A Different Kind of Perioperative Surgical Home

Hospital at Home After Surgery

Kyan Cyrus Safavi, MD; Rocco Ricciardi, MD; Marilyn Heng, MD; Eric Lawrence Eisenhauer, MD; Dana Sheer, ACNP; Ryan Wesley Thompson, MD; Marcela Guadalupe del Carmen, MD


Annals of Surgery. 2020;271(2):227-229. 

In This Article

A Promising Innovation With Implications for Surgical Care

Postoperative surgical care in the United States continues to be shaped by strong financial incentives in the healthcare system designed to control cost and enhance value.[1,2] There has been substantial investment to control drivers of surgical cost, such as length of stay (LOS) and readmission. None have examined whether postoperative hospital-based care can be substituted for hospital-level care at home—an emerging model now backed by evidence that it is a safe and less expensive alternative.

Hospital at Home (HaH) is a healthcare delivery model in which a patient receives services in their home similar to inpatient hospital care. Patients are enrolled through the Emergency Department (ED) as an alternative to inpatient admission or during inpatient hospitalization as an early transition to home. HaH mirrors an inpatient stay: (1) an admission intake performed by a provider team, typically a physician or nurse practitioner (NP); (2) scheduled visits daily by the physician or NP and multiple times per day by a nurse; (3) laboratory tests obtained from home phlebotomy; (4) imaging including x-ray and ultrasound using portable machinery; and (5) administration of intravenous medications and fluids. Patients are cared for until they are appropriate for discharge.

HaH has been studied in patients with acute medical problems, such as chronic obstructive pulmonary disease exacerbations, heart failure, and cellulitis. The earliest programs in the United States were initiated at Johns Hopkins in 1997.[3] Studies emerged in the 2000s from experiences with patients in Medicare Advantage Plans and since then data have continued to accumlate.[4–8] Two metanalyses of randomized controlled trials found that HaH programs have the same or lower mortality compared with standard inpatient admission.[9,10] Adverse events such as transfer to ICU, intubation, myocardial infarction, delirium, urinary tract infection, and fall were either the same or lower in HaH cohorts.[6,9,10] No difference was found in process of care metrics, such as the timeliness of antibiotics for infection.[6] Patient satisfaction with their care was consistently higher.[10]

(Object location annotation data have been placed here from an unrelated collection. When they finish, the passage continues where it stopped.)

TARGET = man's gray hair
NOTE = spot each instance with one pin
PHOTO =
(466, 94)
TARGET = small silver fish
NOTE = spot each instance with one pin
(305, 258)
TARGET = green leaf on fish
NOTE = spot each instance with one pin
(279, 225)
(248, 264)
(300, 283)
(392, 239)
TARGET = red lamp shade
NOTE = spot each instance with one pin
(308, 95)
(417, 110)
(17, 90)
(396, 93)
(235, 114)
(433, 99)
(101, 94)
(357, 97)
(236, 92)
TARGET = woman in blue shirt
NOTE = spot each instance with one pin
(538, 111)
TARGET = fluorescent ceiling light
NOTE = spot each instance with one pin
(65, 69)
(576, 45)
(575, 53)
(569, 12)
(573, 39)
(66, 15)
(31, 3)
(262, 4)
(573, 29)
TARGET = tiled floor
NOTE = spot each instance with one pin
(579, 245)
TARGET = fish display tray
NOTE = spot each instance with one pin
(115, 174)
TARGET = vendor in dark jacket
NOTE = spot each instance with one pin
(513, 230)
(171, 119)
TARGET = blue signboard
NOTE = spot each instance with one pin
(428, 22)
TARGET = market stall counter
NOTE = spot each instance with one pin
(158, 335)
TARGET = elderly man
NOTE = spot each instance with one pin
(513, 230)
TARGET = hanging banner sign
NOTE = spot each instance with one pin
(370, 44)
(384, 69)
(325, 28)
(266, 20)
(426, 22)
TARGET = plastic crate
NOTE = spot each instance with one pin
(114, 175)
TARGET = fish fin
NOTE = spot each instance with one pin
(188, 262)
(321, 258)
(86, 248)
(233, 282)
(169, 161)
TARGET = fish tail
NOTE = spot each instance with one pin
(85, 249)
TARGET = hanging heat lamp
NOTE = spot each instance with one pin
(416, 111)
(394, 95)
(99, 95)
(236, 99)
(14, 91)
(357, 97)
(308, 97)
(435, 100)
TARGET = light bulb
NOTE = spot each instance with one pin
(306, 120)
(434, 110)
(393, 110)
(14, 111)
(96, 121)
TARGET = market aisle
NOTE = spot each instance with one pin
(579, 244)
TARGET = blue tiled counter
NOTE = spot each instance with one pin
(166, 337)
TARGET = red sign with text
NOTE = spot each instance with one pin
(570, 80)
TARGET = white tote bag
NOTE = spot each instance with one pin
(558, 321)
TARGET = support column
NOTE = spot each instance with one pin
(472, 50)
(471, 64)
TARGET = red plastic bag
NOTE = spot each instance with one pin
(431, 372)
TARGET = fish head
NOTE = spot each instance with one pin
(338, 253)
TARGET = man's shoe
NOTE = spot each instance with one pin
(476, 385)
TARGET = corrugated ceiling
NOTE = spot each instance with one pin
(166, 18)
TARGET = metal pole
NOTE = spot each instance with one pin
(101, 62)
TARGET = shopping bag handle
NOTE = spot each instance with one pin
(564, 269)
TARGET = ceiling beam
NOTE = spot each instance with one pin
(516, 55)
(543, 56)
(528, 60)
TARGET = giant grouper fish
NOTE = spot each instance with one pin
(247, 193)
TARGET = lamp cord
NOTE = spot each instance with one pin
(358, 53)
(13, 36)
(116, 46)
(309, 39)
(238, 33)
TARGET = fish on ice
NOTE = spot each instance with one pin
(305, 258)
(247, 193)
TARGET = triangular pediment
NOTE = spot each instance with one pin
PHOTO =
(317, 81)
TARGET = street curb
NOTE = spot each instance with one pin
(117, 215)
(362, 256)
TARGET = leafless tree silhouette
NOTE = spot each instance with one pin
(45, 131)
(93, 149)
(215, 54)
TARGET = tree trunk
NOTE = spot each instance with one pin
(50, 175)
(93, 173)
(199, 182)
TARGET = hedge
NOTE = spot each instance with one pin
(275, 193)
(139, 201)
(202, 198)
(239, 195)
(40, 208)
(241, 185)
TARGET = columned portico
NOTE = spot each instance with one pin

Furthermore, HaH demonstrated a 19% to 30% reduction in cost compared with traditional inpatient care. Savings accrued from a reduction in LOS compared with equivalent inpatient admission, fewer laboratory and imaging tests, and elimination of room and board fees. Metanalyses have confirmed these findings.[9,10]

In the United Kingdom, Canada, and Australia, HaH has become part of routine care. In Australia, 6% of bed-days are provided by HaH.[11] One challenge in the United States has been a lack of HaH-specific payments in Medicare. In 2017, however, CMS funded a pilot program in which HaH was bundled with a 30-day postacute care episode payment. Federman et al demonstrated that such a payment model could be implemented successfully, paving the way for new CMS billing codes.[12] In the meantime, several commercial insurers have taken the lead by including HaH among their reimbursable services.[13]